计算机工程与应用 ›› 2020, Vol. 56 ›› Issue (8): 149-157.DOI: 10.3778/j.issn.1002-8331.1901-0043

• 模式识别与人工智能 • 上一篇    下一篇

DAPC:结合双注意力和指针覆盖的文本摘要模型

张敏,曾碧卿,韩旭丽,徐如阳   

  1. 1.华南师范大学 计算机学院,广州 510631
    2.华南师范大学 软件学院,广东 佛山 528225
  • 出版日期:2020-04-15 发布日期:2020-04-14

DAPC:Dual Attention and Pointer-Coverage Network Based Summarization Model

ZHANG Min, ZENG Biqing, HAN Xuli, XU Ruyang   

  1. 1.School of Computer, South China Normal University, Guangzhou 510631, China
    2.School of Software, South China Normal University, Foshan, Guangdong 528225, China
  • Online:2020-04-15 Published:2020-04-14

摘要:

基于注意力机制的序列到序列模型在生成式摘要方法中得到广泛应用,并取得较好的表现。但现有模型方法生成的摘要普遍存在语义无关、句内重复和未登录词等问题。为了解决这些问题,在典型基于注意力机制的序列到序列模型基础上,提出了结合双注意力和指针覆盖机制的生成式文本摘要方法DAPC(Dual Attention and Pointer-Coverage based model)模型。组合局部注意力和卷积神经网络,提取输入文本的更高层次的语言特征;引入指针-生成网络来解决未登录词问题;使用覆盖机制解决模型生成摘要句内重复的问题。实验结果表明,模型在CNN/Daily Mail数据集中有较好的表现。

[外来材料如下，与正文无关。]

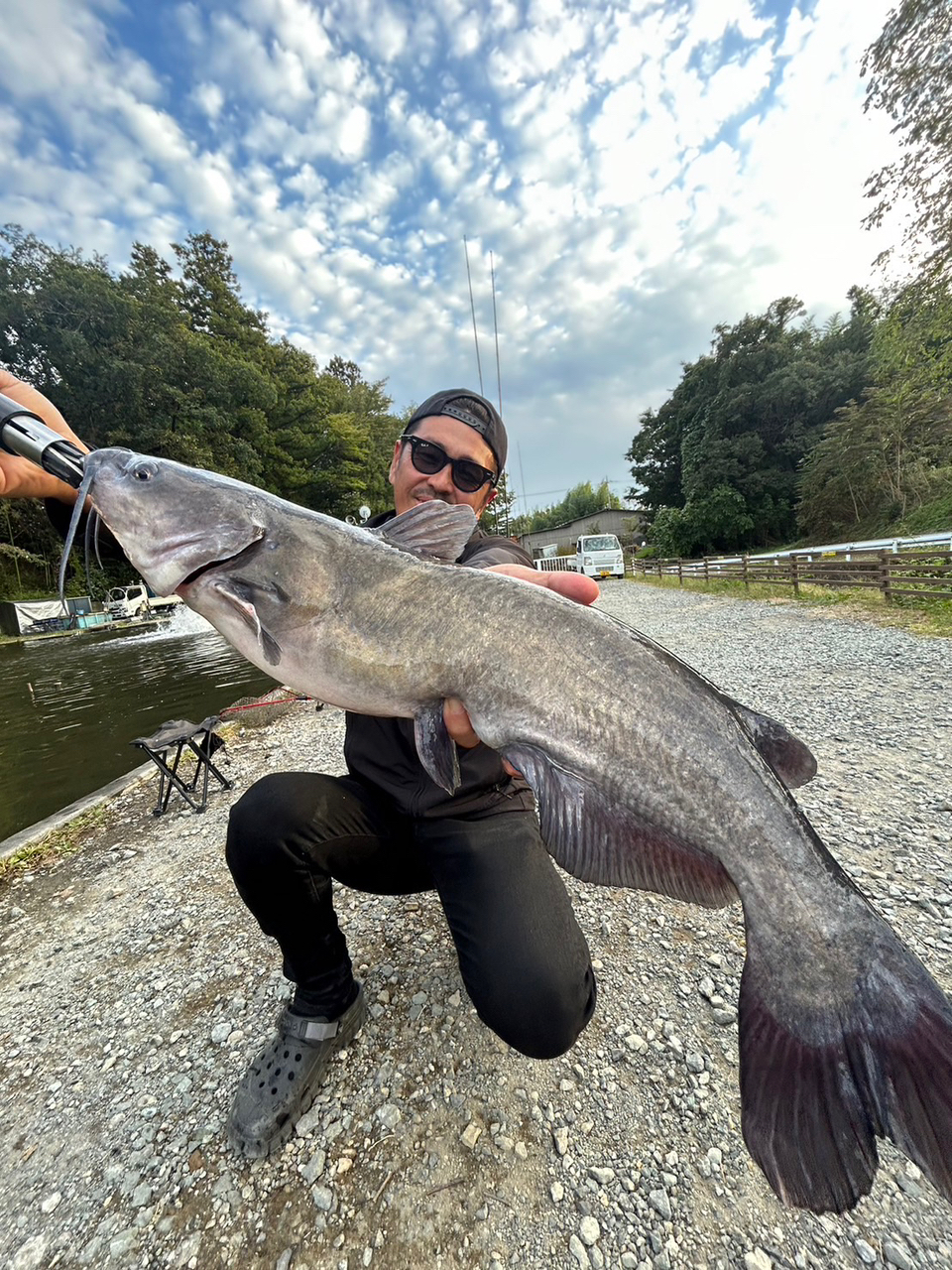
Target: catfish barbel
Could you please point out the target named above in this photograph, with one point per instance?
(644, 772)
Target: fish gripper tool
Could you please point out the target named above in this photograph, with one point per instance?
(24, 434)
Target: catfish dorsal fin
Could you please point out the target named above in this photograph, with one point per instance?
(787, 754)
(433, 530)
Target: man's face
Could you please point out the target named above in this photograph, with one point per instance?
(460, 441)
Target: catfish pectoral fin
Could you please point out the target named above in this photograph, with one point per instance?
(435, 747)
(597, 841)
(817, 1089)
(240, 594)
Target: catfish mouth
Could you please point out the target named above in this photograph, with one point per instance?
(240, 557)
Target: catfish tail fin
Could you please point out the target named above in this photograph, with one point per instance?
(820, 1084)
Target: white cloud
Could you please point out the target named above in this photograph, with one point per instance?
(634, 169)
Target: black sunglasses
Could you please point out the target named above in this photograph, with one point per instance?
(428, 457)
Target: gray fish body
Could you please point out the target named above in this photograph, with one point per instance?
(644, 772)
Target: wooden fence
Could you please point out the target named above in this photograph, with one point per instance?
(925, 574)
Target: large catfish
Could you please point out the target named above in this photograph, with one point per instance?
(645, 776)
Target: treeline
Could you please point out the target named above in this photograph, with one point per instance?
(787, 431)
(180, 367)
(791, 432)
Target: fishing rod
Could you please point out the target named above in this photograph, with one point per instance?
(24, 435)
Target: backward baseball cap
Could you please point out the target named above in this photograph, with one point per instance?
(453, 402)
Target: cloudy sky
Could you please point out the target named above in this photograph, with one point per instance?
(639, 172)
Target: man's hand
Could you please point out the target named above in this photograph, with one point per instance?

关键词: 生成式文本摘要, 局部注意力, 序列到序列框架, 覆盖机制

Abstract:

Attention-based encoder-decoder abstractive summarization methods have been widely used for auto text summarization. However, these methods suffer from three shortcomings:usually producing semantic irrelevance, repeated phrase sentences and Out-Of-Vocabulary(OOV) words. In this work, it proposes an abstractive summarization method, DAPC model that combines dual attention, pointer-generator network and coverage mechanism based on typical attention-based encoder-decoder framework to solve these problems. First, it uses local attention and convolutional neural network to obtain the deep hidden [n]-gram language features. Then, based on the typical encoder-decoder with attention model, it adds a pointer-generator network that through the pointing mechanism to copy words from source text, and solves the OOV problem. Last, coverage mechanism is used to solve the problem of repetition. Experiments on non-anonymized CNN/Daily Mail prove that the model has high semantic relevance to the source text and owns the capacity to reduce repetition.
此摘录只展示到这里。